I almost don't feel like I'm owed a good Hobbit film.
posted by brennen at 8:32 AM on October 15, 2012 [5 favorites]


I feel about the LOTR movies like I feel about the Star Wars prequels. I walked out of The Two Towers in a murderous rage.

Really? What was so appalling? The insertion of the Aragorn "death"? That annoyed me but it hardly ruined the experience of a mostly brilliant adaptation for me. I also got annoyed in Return of the King when they inserted the bit about Frodo sending Sam home (totally unnecessary -- made a long movie even longer), but again, hardly a deal breaker.

Comparing Jackson's LOTR to the Star Wars prequels is like comparing the Beatles to the Monkees -- it just doesn't float. Not with me anyway.
posted by philip-random at 10:25 AM on October 15, 2012 [2 favorites]


I thought that, though there were considerable flaws here and there, the LotR films were basically as good as they could have been, and vastly better than we had any real reason to expect they would be.

I tend to agree. They were made by a director whose biggest and most ambitious project before then had been The Frighteners, which was gloriously so-so, and the cast was a hodge-podge of unknowns and obscure character actors (in late 2001, the fellowship was to me Sallah, the guy from Richard III, the villain from Goldeneye, and six other people) and the films were to be a product of the New Zealand film industry, which produced small, well-crafted things like Goodbye Pork Pie and Utu, not epics. The films are not perfect, but for every way they could have been better, there are a thousand ways they could have gone far worse.
posted by ricochet biscuit at 11:17 AM on October 15, 2012 [1 favorite]


Those changes tied The Hobbit into the greater mythos (not entirely smoothly). But the tone of The Hobbit is totally different from that of The Lord of the Rings, or the Silmarillion. The Hobbit is a children's book. It's a charming one, and not without its more serious moments, but it is a very different beast from the rest of the Middle-earth stories.

I am well aware of that.
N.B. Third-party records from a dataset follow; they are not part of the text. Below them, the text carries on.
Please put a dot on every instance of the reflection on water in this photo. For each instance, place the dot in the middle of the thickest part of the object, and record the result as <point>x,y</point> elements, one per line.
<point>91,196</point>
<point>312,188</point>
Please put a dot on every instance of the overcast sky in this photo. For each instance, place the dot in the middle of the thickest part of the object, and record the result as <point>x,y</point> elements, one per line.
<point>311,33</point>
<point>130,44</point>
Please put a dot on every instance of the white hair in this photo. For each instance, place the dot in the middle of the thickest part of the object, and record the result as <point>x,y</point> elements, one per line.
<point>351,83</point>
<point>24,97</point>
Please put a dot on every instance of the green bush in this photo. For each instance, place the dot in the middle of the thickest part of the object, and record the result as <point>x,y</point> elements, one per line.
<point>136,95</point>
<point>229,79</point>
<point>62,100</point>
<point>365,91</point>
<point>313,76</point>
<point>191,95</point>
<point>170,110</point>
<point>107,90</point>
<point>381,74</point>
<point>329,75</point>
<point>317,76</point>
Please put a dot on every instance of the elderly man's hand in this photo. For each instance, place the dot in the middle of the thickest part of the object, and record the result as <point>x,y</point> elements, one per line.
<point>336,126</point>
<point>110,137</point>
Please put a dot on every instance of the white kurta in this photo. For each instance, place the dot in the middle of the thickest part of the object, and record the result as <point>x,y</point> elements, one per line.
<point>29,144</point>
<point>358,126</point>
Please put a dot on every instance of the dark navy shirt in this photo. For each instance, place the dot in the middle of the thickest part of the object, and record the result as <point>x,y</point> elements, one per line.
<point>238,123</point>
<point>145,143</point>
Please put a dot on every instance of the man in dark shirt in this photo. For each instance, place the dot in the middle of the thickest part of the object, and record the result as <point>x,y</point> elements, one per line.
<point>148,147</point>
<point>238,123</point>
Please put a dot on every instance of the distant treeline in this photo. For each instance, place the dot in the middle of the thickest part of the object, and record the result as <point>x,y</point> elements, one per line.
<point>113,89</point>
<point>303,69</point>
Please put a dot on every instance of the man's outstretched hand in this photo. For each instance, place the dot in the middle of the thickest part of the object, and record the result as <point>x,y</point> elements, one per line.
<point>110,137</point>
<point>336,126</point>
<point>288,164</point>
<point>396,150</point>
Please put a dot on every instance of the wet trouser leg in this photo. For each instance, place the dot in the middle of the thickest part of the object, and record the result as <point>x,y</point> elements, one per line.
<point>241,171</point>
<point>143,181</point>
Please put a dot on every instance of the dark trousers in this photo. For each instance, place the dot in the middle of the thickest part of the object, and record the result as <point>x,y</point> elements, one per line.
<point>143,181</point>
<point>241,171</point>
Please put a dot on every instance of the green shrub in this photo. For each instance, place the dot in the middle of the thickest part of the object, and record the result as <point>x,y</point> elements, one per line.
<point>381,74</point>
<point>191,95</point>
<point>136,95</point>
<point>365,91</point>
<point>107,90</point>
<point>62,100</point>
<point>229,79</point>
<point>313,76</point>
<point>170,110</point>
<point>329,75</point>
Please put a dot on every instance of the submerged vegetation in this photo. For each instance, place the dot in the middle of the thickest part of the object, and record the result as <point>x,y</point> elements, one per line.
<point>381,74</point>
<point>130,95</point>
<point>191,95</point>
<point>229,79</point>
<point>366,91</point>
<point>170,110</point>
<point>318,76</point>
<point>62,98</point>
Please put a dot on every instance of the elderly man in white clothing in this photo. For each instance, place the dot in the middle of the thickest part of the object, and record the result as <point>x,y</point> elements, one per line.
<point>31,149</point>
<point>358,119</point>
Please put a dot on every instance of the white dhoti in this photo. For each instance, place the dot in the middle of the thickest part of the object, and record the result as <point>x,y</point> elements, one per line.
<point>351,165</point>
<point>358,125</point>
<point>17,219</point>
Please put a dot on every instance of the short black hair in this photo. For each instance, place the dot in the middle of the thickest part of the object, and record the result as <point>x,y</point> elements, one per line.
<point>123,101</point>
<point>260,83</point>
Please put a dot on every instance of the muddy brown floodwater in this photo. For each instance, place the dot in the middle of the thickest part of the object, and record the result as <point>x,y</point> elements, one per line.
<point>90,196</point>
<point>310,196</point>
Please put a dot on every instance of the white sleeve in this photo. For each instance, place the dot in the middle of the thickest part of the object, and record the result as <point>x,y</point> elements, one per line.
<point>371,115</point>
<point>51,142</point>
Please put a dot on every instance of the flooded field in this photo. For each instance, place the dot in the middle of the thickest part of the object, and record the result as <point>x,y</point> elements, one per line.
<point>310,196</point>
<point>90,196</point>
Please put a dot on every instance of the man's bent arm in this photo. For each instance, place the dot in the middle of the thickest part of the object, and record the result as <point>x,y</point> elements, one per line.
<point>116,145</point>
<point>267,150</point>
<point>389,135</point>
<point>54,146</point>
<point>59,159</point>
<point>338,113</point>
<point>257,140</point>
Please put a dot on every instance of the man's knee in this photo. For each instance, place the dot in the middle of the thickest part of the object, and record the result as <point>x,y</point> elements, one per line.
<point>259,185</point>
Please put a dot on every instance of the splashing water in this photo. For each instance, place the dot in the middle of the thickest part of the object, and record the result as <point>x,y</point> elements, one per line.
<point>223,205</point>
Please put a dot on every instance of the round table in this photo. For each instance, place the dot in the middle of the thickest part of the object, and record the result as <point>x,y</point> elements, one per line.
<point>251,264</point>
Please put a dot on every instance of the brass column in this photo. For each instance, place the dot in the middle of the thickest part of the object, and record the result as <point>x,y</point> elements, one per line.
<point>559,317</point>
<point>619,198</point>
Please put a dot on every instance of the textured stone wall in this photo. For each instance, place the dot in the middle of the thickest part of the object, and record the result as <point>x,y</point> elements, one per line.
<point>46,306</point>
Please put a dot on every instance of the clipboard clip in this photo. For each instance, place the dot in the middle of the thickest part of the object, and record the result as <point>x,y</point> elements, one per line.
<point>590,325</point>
However, I don't really want to see a Hobbit film where the Elves are singing TRA LA LA LALLY DOWN IN THE VALLEY.

YMMV.
posted by Fleebnork at 12:19 PM on October 15, 2012


I imagine the RAGE occurred when Elves marched up to Helm's Deep. That bugged me too, but it didn't change my opinion that these are some of the greatest movies ever made, and certainly the greatest fantasy movies ever made. You did see Gollum, right?
posted by Brocktoon at 12:23 PM on October 15, 2012


I am well aware of that. However, I don't really want to see a Hobbit film where the Elves are singing TRA LA LA LALLY DOWN IN THE VALLEY.

Our desires diverge although Jackson's with you.
posted by ersatz at 3:58 PM on October 15, 2012


On gender equality - well I'm no scholar but I was pleasantly surprised to read somewhere that Anglo-Saxon 'man' does mean person, just as all those modern people who say 'mankind' is inclusive have been claiming. Woman, wyfman, a person who weaves, husbandman, a person who farms. Equal in law, apparently, and recorded in historical documents.

And I believe sagas have plenty of powerful, equally ruthless women in them, particularly the Icelandic dynastic ones?

I stand to be corrected by scholars on this but that's the impression my casual reading has led to.